Thursday, 12 October 2023

My Life on the Stage

As with most important events in my life, my involvement in theatre started in a pub. The Black Stuff is a venerable hostelry tucked just inside the city limits of Luxembourg. The large car park at its rear hinting at the loose drink driving laws in place in the Grand Duchy in the early 1990s.

I was several pints in and Brenda was being very persistent. “You’ll be perfect for the part”, she explained, ignoring the fact that I had never been on stage before. She went on to tickle my ego to the point where I could see Oscar nominations and a Hollywood career in the future. She sold it to me as the leading role in a 19th Century Irish classic, a dashing young hero who sweeps the wife of a farmer off her feet and disappears, Heathcliff like, into the fading Wicklow mists.

In fact, I ended up playing a village idiot, a role I have reprised many times since. The plot involved an old farmer who had apparently passed away and was tucked under a sheet in the back corner of the stage. I was busy seducing his recently widowed wife, when at a key moment in the dialogue he would sit up and explain that he had only been sleeping.

It all went well until the last night, when he turned up excited as a spring lamb in the changing room before the show. He explained that his family had flown in from London for the show. I later learned that his marriage had fallen apart due to his alcoholism and the strong smell of Whiskey on his breath should have let me know that a wagon had just lost one of its passengers.

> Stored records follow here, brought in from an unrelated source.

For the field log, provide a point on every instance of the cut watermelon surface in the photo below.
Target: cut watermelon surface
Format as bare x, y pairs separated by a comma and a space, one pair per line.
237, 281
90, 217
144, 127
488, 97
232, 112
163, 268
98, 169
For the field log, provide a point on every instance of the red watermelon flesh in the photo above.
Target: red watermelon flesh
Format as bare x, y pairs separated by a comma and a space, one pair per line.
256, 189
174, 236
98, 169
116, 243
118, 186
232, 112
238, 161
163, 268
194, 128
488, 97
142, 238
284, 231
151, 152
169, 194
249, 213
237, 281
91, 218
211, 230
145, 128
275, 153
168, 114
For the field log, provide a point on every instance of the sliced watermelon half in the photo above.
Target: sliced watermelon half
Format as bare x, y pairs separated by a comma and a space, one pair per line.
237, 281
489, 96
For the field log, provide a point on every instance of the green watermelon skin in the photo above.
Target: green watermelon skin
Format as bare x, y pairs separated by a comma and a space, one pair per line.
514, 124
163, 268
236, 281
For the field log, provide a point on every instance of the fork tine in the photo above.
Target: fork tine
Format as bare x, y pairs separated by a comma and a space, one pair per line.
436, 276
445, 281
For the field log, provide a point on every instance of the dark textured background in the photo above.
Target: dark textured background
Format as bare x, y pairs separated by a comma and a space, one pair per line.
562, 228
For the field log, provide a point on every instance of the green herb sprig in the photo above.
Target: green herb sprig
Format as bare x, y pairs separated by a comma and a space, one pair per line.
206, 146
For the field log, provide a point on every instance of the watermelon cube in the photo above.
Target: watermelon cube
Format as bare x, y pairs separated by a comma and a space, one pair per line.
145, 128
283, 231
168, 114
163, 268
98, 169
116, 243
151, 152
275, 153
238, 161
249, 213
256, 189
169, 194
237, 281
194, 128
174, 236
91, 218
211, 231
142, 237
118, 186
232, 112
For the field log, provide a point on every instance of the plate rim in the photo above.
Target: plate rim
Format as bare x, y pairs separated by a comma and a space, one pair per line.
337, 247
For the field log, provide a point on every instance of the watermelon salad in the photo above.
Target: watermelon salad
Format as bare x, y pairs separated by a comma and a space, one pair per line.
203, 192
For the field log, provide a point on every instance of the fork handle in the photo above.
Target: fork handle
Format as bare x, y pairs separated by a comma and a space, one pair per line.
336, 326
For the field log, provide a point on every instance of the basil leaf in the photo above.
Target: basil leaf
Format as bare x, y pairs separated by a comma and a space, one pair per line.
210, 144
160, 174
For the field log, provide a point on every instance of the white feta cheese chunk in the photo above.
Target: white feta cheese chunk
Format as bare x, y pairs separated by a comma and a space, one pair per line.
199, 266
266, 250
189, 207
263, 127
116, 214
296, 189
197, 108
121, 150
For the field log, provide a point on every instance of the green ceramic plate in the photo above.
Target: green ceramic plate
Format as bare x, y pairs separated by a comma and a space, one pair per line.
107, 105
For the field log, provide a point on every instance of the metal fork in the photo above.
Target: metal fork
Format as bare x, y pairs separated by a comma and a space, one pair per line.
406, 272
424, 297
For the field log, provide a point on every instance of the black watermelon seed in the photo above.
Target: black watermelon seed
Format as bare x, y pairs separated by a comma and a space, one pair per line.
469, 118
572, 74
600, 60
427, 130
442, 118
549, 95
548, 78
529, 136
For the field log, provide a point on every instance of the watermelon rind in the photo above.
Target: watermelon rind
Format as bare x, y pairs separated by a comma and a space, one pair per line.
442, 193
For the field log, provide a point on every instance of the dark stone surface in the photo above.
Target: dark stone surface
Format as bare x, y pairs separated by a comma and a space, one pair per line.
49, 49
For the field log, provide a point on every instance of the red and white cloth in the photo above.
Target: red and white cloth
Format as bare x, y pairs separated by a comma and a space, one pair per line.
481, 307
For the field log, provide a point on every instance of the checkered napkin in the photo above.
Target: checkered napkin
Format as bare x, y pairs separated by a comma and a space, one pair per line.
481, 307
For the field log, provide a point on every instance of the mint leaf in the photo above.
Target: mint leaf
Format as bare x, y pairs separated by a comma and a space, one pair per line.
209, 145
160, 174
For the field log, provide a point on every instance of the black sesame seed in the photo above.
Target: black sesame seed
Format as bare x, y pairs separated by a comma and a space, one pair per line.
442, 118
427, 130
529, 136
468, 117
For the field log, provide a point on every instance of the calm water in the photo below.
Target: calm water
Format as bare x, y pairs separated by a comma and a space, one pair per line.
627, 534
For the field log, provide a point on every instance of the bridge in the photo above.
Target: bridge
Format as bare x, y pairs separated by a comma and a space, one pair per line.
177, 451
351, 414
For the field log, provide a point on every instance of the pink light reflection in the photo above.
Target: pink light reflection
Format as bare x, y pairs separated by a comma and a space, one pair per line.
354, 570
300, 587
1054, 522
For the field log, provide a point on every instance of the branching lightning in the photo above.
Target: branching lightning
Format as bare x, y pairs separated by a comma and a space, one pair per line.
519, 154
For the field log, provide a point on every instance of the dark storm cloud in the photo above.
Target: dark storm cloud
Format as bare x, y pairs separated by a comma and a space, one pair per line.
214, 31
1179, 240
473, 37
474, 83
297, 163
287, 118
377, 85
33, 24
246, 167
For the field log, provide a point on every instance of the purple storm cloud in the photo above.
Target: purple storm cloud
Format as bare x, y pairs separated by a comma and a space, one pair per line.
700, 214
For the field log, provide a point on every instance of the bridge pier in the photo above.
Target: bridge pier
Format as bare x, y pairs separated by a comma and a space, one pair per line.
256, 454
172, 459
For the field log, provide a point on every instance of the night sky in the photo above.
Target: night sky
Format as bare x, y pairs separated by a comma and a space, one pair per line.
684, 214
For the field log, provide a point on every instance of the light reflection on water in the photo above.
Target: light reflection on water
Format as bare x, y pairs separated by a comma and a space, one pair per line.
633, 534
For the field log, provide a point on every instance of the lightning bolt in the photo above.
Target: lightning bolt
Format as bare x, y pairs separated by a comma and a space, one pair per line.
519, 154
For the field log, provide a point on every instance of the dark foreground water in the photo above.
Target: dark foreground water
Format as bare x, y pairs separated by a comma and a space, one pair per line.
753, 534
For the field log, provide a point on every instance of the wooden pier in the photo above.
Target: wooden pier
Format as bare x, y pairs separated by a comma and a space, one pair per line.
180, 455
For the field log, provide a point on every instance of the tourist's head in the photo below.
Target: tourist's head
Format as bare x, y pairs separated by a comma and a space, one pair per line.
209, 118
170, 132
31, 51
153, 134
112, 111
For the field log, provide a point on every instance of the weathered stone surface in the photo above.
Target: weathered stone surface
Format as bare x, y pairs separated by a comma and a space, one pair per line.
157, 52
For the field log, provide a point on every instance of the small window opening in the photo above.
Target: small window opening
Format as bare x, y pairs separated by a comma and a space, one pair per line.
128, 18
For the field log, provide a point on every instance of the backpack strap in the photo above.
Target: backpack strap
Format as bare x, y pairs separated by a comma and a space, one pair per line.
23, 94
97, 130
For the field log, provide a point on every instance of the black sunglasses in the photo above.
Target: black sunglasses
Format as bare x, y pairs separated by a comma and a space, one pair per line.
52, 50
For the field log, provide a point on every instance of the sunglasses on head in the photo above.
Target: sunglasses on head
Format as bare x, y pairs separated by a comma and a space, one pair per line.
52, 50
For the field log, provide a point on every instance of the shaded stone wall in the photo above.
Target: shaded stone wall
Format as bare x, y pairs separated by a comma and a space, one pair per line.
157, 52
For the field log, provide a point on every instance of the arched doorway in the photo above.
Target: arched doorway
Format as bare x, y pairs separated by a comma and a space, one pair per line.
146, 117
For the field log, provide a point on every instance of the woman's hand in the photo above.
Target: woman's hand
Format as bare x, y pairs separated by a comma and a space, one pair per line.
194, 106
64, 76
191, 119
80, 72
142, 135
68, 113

We got to the part in the play just before the big reveal, when I heard loud snoring coming from beneath the sheets. I was the only other person on stage at the time and realised that I would have to rescue the situation. I made my way over to the bed and kicked it gently. The snoring increased. I kicked harder but with no success. In the end I shook him violently, making up dialogue that would have shamed the original author.

He eventually woke up, spotted dialogue from a completely different play and fell back on pillow in a deep slumber. I blurted out the last line of the play and signaled to the stage manager to draw the curtains. We cut twenty minutes off the play length and probably left the audience short changed and confused. But in fairness, audiences in Luxembourg had pretty low expectations from the drama world in those days.

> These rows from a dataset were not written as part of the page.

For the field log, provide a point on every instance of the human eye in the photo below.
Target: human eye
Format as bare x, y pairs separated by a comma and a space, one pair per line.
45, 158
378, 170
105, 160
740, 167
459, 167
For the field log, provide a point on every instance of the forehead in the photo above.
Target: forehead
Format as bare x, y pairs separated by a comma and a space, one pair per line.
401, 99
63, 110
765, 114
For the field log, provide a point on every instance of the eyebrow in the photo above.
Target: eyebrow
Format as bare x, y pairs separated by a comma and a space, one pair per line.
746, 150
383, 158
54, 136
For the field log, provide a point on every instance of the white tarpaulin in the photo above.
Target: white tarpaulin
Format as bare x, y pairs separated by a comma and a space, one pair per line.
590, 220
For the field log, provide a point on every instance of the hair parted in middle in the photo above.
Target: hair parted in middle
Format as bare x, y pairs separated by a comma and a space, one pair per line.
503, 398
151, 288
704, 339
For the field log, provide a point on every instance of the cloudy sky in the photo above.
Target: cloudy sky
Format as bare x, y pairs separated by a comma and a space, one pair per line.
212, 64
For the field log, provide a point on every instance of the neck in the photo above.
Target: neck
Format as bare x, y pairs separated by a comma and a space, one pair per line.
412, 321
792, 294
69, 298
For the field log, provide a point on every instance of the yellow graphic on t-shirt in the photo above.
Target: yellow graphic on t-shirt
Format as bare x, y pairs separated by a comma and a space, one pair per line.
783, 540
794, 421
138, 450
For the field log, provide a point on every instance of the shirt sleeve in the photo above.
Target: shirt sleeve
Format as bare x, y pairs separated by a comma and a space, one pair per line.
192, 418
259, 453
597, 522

In the changing room afterwards, the director was keen to change the play’s ending to one where the old man actually ended up dead, but we held him back and ensured that no violence took place. I was left with the assumption that this happened in every amateur production. That you flew by the skin of your pants and it would be alright on the night. And that’s largely turned out to be true.

I went on to do two further plays in Luxembourg and then about fifteen in Dublin. The social scene in both countries was fantastic. In fairness the Luxembourg group was made up of Irish ex pats, who party harder than their companions back in Dublin.

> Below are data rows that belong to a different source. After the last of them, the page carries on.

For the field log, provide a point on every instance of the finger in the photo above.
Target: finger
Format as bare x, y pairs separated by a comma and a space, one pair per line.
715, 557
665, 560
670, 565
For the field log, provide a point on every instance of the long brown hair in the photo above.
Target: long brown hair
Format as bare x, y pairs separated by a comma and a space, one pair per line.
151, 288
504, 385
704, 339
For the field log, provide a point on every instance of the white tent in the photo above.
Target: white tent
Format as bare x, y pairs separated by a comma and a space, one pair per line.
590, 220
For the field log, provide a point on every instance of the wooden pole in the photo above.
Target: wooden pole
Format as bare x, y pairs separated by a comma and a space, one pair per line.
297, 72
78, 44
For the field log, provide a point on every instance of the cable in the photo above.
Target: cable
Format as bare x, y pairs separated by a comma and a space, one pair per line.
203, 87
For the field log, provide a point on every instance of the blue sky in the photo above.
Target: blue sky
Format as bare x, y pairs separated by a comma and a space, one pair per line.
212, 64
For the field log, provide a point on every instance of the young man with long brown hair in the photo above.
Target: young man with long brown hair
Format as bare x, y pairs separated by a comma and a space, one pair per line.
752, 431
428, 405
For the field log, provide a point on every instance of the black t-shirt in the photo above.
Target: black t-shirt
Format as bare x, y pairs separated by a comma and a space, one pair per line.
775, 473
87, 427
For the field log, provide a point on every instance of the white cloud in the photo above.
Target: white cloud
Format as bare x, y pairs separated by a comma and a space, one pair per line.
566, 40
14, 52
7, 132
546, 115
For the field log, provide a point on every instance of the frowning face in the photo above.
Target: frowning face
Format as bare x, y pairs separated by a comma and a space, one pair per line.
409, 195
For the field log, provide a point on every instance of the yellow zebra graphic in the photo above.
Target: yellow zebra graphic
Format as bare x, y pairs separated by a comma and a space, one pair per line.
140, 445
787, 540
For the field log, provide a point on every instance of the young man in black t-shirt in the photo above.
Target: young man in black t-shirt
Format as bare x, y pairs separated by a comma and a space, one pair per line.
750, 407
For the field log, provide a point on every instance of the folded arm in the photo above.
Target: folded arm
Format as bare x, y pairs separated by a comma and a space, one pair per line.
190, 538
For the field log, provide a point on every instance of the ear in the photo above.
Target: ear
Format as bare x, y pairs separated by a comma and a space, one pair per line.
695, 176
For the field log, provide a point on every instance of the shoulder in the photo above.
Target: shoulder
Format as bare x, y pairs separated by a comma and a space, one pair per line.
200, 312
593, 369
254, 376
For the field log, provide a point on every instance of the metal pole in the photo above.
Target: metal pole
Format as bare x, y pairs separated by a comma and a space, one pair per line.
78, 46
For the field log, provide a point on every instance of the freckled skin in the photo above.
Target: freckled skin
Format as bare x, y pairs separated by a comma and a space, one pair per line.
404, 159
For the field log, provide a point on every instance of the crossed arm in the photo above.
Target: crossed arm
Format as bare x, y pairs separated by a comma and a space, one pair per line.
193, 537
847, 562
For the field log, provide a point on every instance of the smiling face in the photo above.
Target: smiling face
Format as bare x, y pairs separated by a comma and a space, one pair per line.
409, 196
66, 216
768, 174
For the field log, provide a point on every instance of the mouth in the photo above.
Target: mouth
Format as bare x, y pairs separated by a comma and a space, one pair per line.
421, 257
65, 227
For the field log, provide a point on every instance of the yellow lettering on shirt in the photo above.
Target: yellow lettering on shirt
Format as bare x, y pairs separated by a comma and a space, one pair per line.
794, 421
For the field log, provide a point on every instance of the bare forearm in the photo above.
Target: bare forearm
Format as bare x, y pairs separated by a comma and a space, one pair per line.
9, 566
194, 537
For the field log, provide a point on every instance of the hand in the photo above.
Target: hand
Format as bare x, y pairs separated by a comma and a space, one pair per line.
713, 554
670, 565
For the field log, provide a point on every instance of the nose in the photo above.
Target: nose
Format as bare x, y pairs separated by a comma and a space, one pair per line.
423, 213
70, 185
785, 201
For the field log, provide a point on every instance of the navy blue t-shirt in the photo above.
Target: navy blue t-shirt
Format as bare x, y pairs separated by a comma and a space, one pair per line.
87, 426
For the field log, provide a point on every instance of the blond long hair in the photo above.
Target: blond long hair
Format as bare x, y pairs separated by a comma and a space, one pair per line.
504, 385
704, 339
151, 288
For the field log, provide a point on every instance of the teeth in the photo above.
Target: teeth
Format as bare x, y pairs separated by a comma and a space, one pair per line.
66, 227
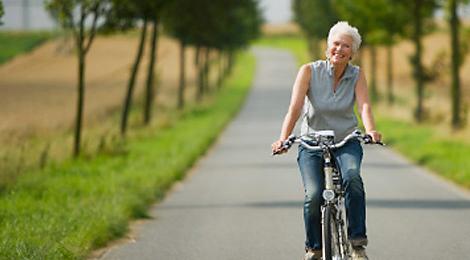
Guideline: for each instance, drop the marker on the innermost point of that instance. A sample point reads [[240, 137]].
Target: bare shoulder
[[305, 71]]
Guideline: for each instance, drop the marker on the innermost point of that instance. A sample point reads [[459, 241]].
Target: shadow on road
[[371, 203], [418, 204]]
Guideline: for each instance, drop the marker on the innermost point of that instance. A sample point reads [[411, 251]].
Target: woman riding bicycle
[[327, 90]]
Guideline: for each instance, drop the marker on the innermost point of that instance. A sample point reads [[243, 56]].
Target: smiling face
[[340, 49]]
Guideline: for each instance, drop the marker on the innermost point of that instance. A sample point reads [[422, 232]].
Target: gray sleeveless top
[[325, 109]]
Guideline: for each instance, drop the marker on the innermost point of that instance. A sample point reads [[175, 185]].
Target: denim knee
[[313, 197], [352, 182]]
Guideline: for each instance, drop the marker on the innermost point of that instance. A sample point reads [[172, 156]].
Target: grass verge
[[71, 208], [421, 143], [14, 43]]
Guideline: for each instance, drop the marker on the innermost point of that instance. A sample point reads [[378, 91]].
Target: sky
[[276, 11]]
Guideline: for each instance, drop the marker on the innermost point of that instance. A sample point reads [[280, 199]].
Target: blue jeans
[[348, 158]]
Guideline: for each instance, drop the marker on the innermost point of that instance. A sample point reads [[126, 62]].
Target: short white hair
[[343, 28]]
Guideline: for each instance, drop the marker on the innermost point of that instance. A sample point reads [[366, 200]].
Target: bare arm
[[364, 107], [299, 92]]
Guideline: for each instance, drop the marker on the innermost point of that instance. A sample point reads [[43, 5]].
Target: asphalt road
[[241, 203]]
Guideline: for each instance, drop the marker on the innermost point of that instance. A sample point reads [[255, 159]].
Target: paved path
[[240, 203]]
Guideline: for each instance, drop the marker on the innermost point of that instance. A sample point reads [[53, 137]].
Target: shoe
[[359, 253], [313, 255]]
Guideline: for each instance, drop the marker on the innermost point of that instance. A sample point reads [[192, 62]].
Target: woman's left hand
[[376, 136]]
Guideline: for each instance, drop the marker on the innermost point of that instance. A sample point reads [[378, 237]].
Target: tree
[[72, 15], [1, 11], [314, 17], [210, 25], [124, 16], [457, 61], [421, 11]]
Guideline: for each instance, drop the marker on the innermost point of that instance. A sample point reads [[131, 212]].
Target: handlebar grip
[[368, 140]]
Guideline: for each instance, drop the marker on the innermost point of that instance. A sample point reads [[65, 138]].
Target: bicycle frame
[[333, 194]]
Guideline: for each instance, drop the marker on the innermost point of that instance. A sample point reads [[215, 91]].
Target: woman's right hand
[[277, 147]]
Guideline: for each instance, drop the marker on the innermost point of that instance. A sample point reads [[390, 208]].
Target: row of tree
[[385, 22], [222, 27], [1, 11]]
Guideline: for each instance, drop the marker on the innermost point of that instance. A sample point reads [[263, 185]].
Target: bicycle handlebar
[[367, 139]]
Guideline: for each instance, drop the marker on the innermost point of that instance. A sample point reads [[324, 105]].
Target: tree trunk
[[207, 70], [418, 67], [390, 96], [133, 76], [455, 90], [220, 69], [373, 70], [149, 95], [200, 76], [81, 91], [182, 77]]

I left Europe for the Southern Hemisphere in 2007 and hoped that the fun and laughter I’d found in theatre would continue. I performed in four plays in Australia, until parenthood stepped in and caused me to swap grease paint for nappy cream. I don’t remember those plays with any great fondness. Australians strive for perfection in everything. Sport is the obvious example, but no country will join a song competition named after another continent and expect to win it every year.

Don’t get me wrong. I want to do the best when I’m on stage. But I took up acting for the fun of being part of a group and not to become the next Brando. There always was talk of a ‘party’ at the end of each production, but this generally involved a warm bottle of beer while you took the set down.

New Zealand has been a better experience. They call it “Community Theatre” here and you do get a sense of a more collegial experience. But I’m also getting older and feel theatre requires a big commitment. I’ve just finished a show that had a large cast ranging in age from fourteen to eighty. In the week of the show, I was getting up at 7am, going to work, getting home and grabbing a quick tea before heading to the venue. Then getting home at 11pm and doing it all again. The fourteen year olds and the eighty year olds seemed to cope best. They weren’t working and looking after an eleven year old.

So, my conclusion is that community theatre is a young or old man’s game. Those of us in the middle, and particularly those of us who left becoming a Dad until our mid-forties, struggle to summon up the required energy.

I might take a break now from the stage, or ‘rest’ as we luvvies say. I need to fall in love with it again.   But of course, ego plays a strong role. If somebody contacts me and says that they are putting on a show and need me for a crucial role, I will probably say yes. There is nothing like being told that you are brilliant.

“Life is a gift, it would be a shame to send it back opened”, is a line from the recent show I did. That’s why I cling to all the activities I did in my younger life. I want to act, to play sport, to drink beer like I did in my twenties. But I’d also like to sleep. And life, love and age are dragging me inextricably in that direction.